Маэстра кивнула, смотря прямо перед собой в черноту, туда, куда опускалась лестница. Ее дыхание на холодном воздухе обращалось в пар.
— Тогда сделаем так, — помолчав, сказала она. — Мои люди принесут кристалл, и ты освободишь меня. Сегодня же ночью.
Сердце у Финна глухо стукнуло.
— Все не так просто… — начал он.
— Проще не придумаешь: либо так, либо ты не получишь ничего, Финн Звездовидец. Ничего и никогда. — Взгляд ее черных глаз был решительным и твердым. — Я — Маэстра своего народа и ни за что не подчинюсь Отребью.
В смелости ей не откажешь, подумал он, но она не понимает, о чем говорит. И часа не пройдет, как она будет кричать, суля Йорманриху все, что только тот ни пожелает. Слишком часто Финн видел такое — настолько часто, что его от этого уже тошнило.
— Им придется принести кристалл вместе с остальным выкупом.
— Нет, не придется. Я хочу, чтобы ты отвел меня туда, где мы встретились. Сегодня же, до того, как двери закроются. Как только мы там окажемся…
— Я не могу! — Он резко встал — позади звякнул сигнальный колокольчик, вспугнув стайку дымчато-серых голубей, во множестве водившихся в Логове. Хлопая крыльями, они унеслись в темноту. — Если нас поймают, с меня заживо сдерут кожу!
— Мне-то что за дело? Как-нибудь выкрутишься. — Она мрачно улыбнулась. — Ты ведь мастер сочинять небылицы.

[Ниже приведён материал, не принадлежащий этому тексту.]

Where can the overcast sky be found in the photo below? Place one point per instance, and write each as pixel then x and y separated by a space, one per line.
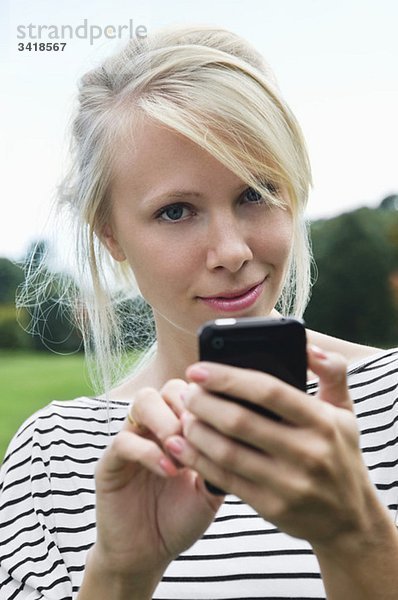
pixel 336 62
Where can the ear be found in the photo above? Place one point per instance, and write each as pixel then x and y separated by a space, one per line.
pixel 108 238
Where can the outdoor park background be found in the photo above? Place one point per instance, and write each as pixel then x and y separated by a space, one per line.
pixel 336 66
pixel 355 297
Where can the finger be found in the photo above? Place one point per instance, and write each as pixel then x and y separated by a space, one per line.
pixel 150 410
pixel 261 389
pixel 128 453
pixel 172 393
pixel 331 369
pixel 222 461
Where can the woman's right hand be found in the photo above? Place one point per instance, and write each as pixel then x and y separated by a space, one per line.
pixel 148 508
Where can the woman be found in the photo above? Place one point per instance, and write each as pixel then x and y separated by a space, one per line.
pixel 191 174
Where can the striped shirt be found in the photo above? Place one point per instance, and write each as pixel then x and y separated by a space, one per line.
pixel 47 505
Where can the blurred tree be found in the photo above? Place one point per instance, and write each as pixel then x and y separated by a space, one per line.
pixel 389 202
pixel 352 297
pixel 11 276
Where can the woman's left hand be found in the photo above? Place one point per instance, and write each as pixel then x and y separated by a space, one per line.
pixel 305 473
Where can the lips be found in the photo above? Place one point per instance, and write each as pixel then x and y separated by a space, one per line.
pixel 234 300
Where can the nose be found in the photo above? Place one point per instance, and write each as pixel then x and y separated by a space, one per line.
pixel 228 247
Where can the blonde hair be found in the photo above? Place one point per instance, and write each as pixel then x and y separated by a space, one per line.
pixel 214 88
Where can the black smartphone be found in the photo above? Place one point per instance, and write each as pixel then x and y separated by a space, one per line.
pixel 274 346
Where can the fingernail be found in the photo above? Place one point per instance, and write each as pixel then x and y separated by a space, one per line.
pixel 197 372
pixel 167 467
pixel 318 352
pixel 175 445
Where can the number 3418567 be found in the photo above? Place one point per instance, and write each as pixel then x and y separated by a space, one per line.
pixel 42 46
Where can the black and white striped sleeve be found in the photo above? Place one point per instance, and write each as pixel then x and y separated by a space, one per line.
pixel 31 565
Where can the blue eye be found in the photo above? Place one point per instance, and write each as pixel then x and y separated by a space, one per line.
pixel 251 195
pixel 174 213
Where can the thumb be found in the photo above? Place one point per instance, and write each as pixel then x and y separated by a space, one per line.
pixel 331 369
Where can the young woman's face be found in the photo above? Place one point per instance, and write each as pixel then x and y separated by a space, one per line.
pixel 201 244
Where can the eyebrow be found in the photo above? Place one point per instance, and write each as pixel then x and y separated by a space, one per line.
pixel 183 194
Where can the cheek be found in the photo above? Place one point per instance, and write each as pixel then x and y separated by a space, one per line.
pixel 160 264
pixel 274 242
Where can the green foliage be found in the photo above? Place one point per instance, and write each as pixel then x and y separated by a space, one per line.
pixel 10 277
pixel 352 297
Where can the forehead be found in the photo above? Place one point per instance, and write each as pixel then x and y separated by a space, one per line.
pixel 152 157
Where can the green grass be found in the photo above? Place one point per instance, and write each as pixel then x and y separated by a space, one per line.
pixel 30 380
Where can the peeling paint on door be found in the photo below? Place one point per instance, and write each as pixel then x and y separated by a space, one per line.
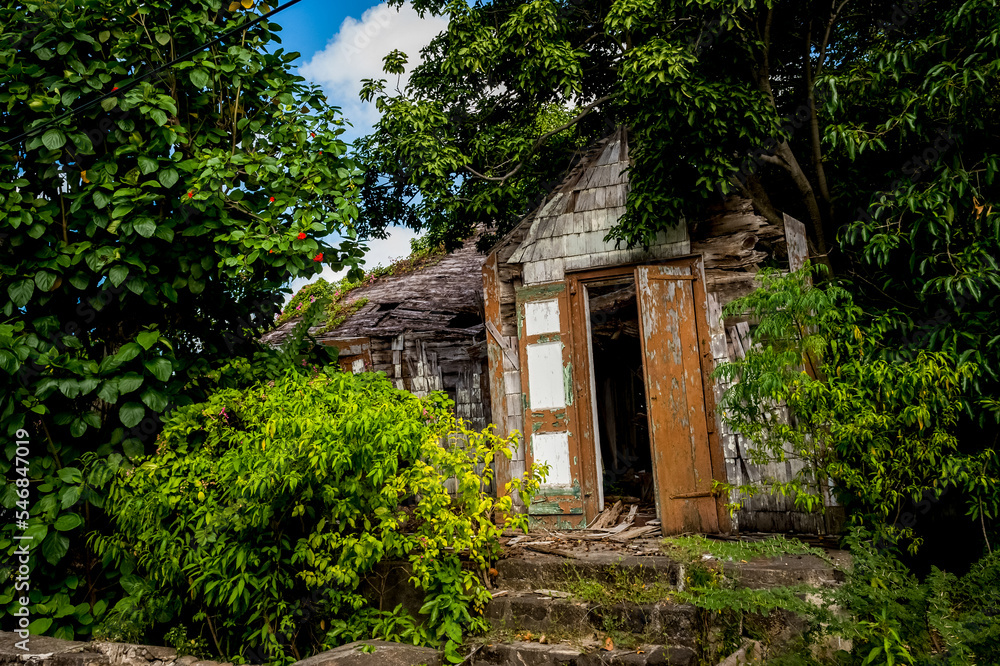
pixel 678 422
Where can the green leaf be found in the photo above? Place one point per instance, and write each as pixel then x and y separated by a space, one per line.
pixel 145 227
pixel 147 165
pixel 129 382
pixel 54 139
pixel 70 496
pixel 70 475
pixel 45 280
pixel 133 448
pixel 161 368
pixel 54 548
pixel 117 274
pixel 8 362
pixel 148 338
pixel 158 116
pixel 131 413
pixel 20 292
pixel 128 351
pixel 68 521
pixel 109 391
pixel 199 77
pixel 154 399
pixel 168 177
pixel 41 625
pixel 79 280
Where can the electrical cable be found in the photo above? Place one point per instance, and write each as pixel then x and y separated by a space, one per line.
pixel 134 82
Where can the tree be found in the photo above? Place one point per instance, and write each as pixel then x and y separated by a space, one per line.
pixel 874 122
pixel 144 238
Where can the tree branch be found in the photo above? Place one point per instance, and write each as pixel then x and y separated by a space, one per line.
pixel 540 141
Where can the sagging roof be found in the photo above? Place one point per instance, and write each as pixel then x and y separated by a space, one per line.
pixel 445 295
pixel 589 201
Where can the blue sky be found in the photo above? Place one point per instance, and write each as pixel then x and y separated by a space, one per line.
pixel 341 43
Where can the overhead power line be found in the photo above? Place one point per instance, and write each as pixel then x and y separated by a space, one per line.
pixel 134 82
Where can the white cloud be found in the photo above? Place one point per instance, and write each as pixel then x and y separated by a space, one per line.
pixel 380 253
pixel 356 53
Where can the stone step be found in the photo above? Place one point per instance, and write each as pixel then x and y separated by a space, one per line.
pixel 536 570
pixel 662 622
pixel 535 654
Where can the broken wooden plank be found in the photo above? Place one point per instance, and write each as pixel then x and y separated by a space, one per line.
pixel 551 551
pixel 634 533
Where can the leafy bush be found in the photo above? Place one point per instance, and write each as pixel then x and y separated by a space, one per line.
pixel 815 388
pixel 143 244
pixel 893 617
pixel 263 510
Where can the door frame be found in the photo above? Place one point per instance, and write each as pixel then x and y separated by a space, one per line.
pixel 583 379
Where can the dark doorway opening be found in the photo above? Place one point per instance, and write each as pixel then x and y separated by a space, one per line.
pixel 620 391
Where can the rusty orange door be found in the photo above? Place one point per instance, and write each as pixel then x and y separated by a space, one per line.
pixel 543 328
pixel 669 301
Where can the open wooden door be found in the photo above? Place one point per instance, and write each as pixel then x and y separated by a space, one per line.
pixel 547 387
pixel 677 361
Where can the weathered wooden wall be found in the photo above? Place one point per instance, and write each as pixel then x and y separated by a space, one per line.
pixel 422 362
pixel 566 233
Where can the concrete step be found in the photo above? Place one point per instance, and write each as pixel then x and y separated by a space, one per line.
pixel 535 570
pixel 661 622
pixel 534 654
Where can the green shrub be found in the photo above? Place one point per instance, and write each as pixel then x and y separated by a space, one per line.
pixel 882 430
pixel 893 617
pixel 263 510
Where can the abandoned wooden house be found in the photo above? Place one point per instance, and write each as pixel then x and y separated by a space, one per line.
pixel 423 329
pixel 602 357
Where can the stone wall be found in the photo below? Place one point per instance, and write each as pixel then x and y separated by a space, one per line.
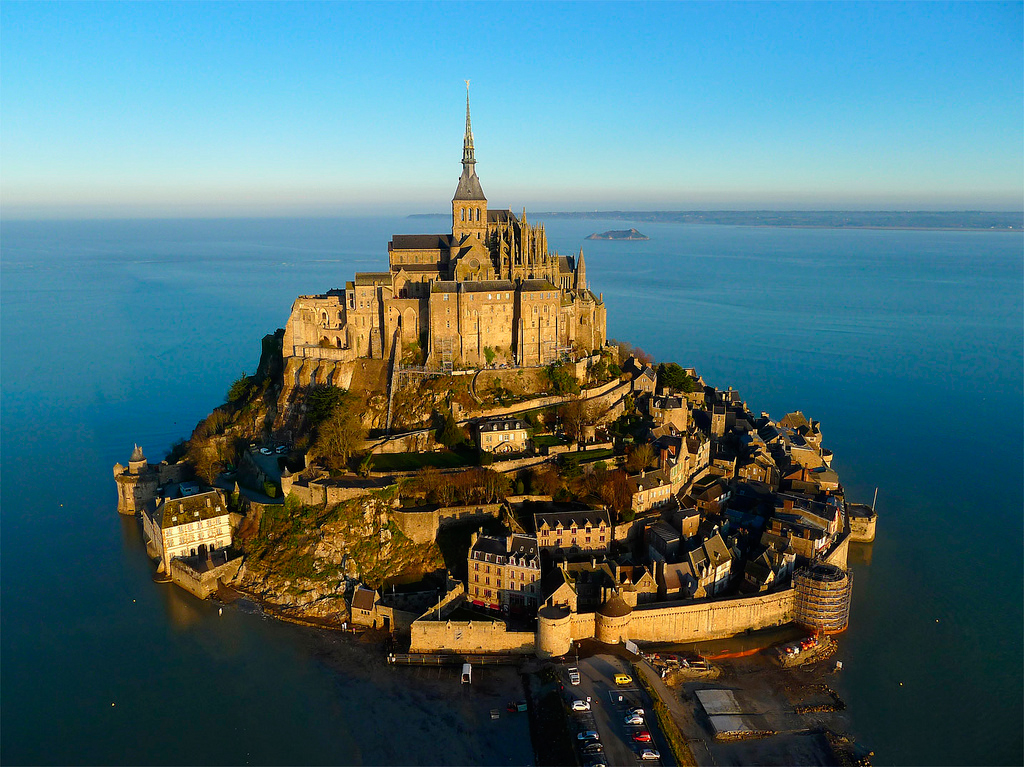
pixel 204 584
pixel 712 620
pixel 413 441
pixel 584 626
pixel 421 525
pixel 469 636
pixel 862 529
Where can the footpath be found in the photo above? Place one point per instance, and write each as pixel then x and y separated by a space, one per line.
pixel 682 714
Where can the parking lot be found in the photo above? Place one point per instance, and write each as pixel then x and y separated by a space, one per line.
pixel 620 743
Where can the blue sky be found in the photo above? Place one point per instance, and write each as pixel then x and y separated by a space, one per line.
pixel 254 109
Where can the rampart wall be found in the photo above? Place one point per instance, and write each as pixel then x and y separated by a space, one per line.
pixel 468 636
pixel 712 620
pixel 203 584
pixel 421 525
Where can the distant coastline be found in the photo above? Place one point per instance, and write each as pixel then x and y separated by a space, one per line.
pixel 938 220
pixel 619 235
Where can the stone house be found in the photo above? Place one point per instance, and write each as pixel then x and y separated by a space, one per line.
pixel 195 523
pixel 670 410
pixel 364 607
pixel 650 489
pixel 504 572
pixel 503 435
pixel 488 289
pixel 568 531
pixel 636 584
pixel 710 496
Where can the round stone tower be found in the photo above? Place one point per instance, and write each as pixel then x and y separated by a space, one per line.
pixel 823 593
pixel 611 625
pixel 554 631
pixel 137 464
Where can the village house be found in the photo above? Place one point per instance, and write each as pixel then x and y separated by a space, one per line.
pixel 504 572
pixel 636 584
pixel 669 410
pixel 570 531
pixel 802 525
pixel 503 435
pixel 650 489
pixel 710 496
pixel 559 588
pixel 194 523
pixel 769 568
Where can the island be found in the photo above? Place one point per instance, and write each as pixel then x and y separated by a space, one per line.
pixel 619 235
pixel 451 453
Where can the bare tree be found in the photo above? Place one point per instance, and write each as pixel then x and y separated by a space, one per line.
pixel 338 436
pixel 577 416
pixel 639 458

— Все, что я рассказал, — чистая правда. — Ему вдруг очень захотелось, чтобы она ему поверила.
Маэстра приблизила к нему лицо. Ее глаза пылали яростью.
— Такая же правда, как та слезливая история, которую ты рассказывал мне перед нападением?
Мгновение Финн смотрел на нее, потом, не выдержав, опустил взгляд.
— Я не могу просто взять и освободить тебя. Но, клянусь, когда кристалл будет у меня, ты возвратишься к своим целой и невредимой.
На секунду повисло ледяное молчание. Маэстра отвернулась и охватила себя руками. Финн понял, что она решила все же рассказать ему о кристалле.
— Что ж, хорошо, — мрачно проговорила она. — Некоторое время назад мои люди проникли в заброшенное помещение, вход в которое был заложен изнутри кирпичом. Никто не бывал там, наверное, не один десяток лет — так застоялся воздух. Пробравшись через пролом, мы обнаружили внутри рассыпавшиеся в прах наряды, немного драгоценностей и скелет мужчины.